Agentic AI

Agentic AI refers to artificial intelligence systems that can independently plan, make decisions, and carry out tasks to achieve a goal.

What is agentic AI?

Agentic AI refers to artificial intelligence systems that can independently plan, make decisions, and carry out tasks to achieve a goal. Unlike traditional AI models that only respond to prompts, agentic AI can take multiple actions, adapt to changing information, and use software tools or external systems to complete complex workflows.

Agentic AI is designed to operate with a greater degree of autonomy while still working within defined objectives or constraints.

How does agentic AI work?

Agentic AI combines AI models with planning, reasoning, memory, and tool usage.

It can:

  • Break complex tasks into smaller steps
  • Make decisions based on available information
  • Use external tools, software, or data sources
  • Adjust its actions as conditions change
  • Continue working until a task is completed or a goal is reached

Many agentic AI systems are built using large language models (LLMs) together with additional software components.
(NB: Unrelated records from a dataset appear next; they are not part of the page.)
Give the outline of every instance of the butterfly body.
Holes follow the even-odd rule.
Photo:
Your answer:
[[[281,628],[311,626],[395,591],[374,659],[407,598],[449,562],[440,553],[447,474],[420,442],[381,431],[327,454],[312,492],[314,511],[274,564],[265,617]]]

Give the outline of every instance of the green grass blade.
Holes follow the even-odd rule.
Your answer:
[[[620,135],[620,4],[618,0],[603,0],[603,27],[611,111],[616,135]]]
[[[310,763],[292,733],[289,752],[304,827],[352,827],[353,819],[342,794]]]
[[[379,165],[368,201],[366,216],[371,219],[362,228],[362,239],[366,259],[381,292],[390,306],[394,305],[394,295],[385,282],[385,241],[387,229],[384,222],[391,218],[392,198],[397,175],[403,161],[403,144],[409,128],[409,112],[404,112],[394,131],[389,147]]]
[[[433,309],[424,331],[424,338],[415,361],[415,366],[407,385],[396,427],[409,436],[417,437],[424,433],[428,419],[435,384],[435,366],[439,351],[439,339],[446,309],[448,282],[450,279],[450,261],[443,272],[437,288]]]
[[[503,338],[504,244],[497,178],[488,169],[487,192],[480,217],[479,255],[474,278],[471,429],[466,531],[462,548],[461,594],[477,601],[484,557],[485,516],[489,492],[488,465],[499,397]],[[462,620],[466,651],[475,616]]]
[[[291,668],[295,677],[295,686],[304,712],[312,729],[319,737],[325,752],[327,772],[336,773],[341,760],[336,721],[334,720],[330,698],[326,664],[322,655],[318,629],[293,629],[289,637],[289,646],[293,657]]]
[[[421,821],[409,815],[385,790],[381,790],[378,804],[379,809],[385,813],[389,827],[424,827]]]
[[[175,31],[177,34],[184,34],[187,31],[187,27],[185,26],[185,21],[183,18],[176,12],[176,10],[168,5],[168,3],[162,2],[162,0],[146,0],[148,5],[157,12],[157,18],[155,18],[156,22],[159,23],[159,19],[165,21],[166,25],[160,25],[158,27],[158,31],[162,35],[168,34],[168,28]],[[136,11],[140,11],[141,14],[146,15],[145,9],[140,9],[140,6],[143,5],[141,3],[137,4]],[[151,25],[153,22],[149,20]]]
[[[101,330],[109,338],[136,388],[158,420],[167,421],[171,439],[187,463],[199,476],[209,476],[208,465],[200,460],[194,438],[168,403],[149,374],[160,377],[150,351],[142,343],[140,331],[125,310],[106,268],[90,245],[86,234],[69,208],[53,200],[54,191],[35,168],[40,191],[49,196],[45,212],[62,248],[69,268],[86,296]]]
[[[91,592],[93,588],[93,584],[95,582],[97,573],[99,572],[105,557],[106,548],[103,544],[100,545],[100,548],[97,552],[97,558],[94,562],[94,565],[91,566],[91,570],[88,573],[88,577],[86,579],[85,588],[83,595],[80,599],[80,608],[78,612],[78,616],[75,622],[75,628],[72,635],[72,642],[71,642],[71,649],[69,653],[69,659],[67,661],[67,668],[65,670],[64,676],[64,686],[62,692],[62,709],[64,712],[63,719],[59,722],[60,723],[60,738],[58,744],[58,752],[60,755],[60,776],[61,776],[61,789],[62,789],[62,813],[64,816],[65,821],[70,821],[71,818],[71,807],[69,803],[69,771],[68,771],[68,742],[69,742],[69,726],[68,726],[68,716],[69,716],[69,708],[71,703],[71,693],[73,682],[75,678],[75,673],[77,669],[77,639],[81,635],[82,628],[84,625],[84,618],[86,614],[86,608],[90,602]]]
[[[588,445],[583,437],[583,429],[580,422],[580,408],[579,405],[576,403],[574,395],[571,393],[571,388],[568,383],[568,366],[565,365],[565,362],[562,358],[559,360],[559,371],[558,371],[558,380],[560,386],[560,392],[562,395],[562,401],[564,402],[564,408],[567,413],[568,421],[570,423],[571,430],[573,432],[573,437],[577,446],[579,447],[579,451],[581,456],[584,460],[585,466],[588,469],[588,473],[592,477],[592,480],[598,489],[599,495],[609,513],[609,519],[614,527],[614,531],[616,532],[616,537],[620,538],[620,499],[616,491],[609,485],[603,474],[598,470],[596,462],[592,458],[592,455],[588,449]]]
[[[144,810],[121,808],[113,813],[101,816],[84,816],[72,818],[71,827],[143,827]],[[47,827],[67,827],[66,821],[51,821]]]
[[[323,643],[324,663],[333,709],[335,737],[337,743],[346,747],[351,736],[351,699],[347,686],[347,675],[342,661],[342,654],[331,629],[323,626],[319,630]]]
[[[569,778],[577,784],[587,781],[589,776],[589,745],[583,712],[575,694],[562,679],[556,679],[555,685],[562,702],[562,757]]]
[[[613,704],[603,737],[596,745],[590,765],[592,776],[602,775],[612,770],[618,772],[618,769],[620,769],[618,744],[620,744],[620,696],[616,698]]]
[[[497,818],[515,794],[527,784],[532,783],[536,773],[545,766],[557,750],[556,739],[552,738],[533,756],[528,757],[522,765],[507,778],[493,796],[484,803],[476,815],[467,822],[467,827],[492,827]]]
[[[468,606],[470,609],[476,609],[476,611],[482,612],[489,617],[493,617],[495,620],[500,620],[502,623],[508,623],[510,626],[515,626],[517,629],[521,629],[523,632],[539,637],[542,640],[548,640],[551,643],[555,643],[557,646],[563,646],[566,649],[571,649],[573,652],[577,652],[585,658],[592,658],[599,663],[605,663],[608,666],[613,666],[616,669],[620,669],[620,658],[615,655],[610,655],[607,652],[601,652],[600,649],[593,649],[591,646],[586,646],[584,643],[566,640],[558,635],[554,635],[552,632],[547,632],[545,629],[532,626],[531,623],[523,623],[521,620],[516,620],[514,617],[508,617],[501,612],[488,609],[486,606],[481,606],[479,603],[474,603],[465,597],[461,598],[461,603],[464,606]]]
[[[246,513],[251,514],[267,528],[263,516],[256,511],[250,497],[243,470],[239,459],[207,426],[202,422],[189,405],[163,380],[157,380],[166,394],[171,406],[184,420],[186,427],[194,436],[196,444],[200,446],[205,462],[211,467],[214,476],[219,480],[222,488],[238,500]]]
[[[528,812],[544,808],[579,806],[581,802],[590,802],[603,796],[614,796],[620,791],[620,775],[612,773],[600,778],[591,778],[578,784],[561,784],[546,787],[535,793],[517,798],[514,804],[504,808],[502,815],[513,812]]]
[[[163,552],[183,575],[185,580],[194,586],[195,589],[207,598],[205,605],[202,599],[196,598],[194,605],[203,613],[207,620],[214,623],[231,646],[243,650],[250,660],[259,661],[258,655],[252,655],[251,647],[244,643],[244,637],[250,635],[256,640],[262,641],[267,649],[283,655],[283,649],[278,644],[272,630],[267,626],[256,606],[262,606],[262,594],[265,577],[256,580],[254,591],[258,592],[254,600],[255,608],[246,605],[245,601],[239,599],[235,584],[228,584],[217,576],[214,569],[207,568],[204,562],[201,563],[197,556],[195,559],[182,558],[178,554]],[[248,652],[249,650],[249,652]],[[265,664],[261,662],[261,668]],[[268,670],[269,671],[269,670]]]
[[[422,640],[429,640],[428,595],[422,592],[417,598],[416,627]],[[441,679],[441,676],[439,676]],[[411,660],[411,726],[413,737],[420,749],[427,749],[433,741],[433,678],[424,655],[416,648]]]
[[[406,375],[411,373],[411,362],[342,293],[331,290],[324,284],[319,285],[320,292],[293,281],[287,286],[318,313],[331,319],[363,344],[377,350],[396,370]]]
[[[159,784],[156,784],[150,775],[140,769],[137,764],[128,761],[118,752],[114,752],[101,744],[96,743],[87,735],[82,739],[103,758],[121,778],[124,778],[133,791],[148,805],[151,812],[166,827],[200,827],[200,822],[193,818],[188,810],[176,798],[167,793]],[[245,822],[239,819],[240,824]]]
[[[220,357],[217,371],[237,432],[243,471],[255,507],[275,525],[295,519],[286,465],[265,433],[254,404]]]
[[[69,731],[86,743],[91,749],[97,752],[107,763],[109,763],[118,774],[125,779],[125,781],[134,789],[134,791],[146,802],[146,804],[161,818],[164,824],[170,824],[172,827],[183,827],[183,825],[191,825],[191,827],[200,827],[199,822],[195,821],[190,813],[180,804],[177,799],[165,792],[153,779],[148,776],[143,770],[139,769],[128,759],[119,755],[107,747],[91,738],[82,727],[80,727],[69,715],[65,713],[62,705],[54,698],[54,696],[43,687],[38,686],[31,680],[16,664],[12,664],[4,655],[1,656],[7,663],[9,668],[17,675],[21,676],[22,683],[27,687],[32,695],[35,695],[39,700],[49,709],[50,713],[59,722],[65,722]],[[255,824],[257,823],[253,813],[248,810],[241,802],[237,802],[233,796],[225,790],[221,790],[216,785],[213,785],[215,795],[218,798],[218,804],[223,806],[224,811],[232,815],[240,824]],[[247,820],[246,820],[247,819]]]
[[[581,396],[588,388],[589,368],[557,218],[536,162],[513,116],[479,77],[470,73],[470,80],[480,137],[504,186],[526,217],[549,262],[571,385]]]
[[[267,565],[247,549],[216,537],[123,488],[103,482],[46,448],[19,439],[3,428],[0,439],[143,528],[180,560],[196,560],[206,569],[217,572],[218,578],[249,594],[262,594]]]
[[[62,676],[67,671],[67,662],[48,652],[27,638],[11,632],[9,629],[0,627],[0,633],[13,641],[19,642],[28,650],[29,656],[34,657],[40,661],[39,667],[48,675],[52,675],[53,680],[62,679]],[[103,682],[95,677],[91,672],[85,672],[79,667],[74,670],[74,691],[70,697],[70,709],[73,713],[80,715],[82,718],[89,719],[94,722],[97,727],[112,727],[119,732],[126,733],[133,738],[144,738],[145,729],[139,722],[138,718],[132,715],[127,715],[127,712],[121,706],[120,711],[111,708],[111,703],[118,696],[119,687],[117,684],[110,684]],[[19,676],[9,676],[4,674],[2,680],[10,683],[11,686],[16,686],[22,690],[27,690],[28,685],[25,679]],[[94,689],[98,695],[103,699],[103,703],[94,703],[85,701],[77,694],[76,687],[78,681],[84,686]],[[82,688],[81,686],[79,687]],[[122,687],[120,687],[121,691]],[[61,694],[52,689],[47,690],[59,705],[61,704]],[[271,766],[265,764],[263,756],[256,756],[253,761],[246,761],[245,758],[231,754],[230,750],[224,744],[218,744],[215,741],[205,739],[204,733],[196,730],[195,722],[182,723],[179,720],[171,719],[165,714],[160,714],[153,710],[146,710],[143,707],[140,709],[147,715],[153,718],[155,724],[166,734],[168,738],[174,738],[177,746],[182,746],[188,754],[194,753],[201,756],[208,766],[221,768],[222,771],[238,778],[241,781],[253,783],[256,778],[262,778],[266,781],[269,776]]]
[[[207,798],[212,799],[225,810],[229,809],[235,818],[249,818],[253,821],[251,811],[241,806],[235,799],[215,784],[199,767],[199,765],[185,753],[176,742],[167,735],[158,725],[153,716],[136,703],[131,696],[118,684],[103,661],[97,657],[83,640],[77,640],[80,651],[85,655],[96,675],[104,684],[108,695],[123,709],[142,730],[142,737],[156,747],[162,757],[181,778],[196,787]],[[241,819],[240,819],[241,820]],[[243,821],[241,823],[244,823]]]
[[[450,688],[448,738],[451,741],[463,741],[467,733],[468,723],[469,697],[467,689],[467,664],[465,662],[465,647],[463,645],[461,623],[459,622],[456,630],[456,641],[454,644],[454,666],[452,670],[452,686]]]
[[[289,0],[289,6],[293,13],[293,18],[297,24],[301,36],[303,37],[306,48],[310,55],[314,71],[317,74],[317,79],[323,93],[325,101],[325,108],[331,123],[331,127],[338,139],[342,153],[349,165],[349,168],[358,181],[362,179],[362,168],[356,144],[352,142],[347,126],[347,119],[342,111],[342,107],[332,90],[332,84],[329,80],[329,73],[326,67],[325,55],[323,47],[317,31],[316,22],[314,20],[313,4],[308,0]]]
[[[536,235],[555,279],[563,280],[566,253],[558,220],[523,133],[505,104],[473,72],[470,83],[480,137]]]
How is agentic AI used in practice?

Agentic AI is used across a wide range of industries.

Examples include:

  • Automating customer support and business workflows
  • Conducting research across multiple sources
  • Managing software development or IT operations
  • Assisting with financial analysis and reporting
  • Performing repetitive administrative tasks with minimal human intervention

The technology is often used where tasks involve multiple steps rather than a single response.

What are notable examples of agentic AI?

Examples include:

  • AI assistants that can schedule meetings, send emails, and manage tasks
  • AI software development agents that write, test, and improve code
  • Research agents that collect, organize, and summarize information from multiple sources
  • Enterprise AI systems that automate business processes across different software platforms

These systems differ from traditional chatbots because they are designed to complete objectives, not just answer questions.

How does agentic AI relate to the crypto world?

Agentic AI is increasingly being explored within the crypto industry.

Examples include:

  • Automating trading and portfolio management strategies
  • Managing decentralized finance (DeFi) positions based on predefined rules
  • Assisting with blockchain security monitoring and smart contract analysis
  • Performing on-chain data analysis and market research
  • Interacting with decentralized applications (dApps) and blockchain protocols

Several blockchain projects are also developing infrastructure designed to support autonomous AI agents.

Why is agentic AI important?

Agentic AI is important because it expands AI from generating information to completing tasks autonomously. By combining reasoning, planning, and tool usage, agentic AI can automate more complex workflows across industries, including finance, software development, and digital assets.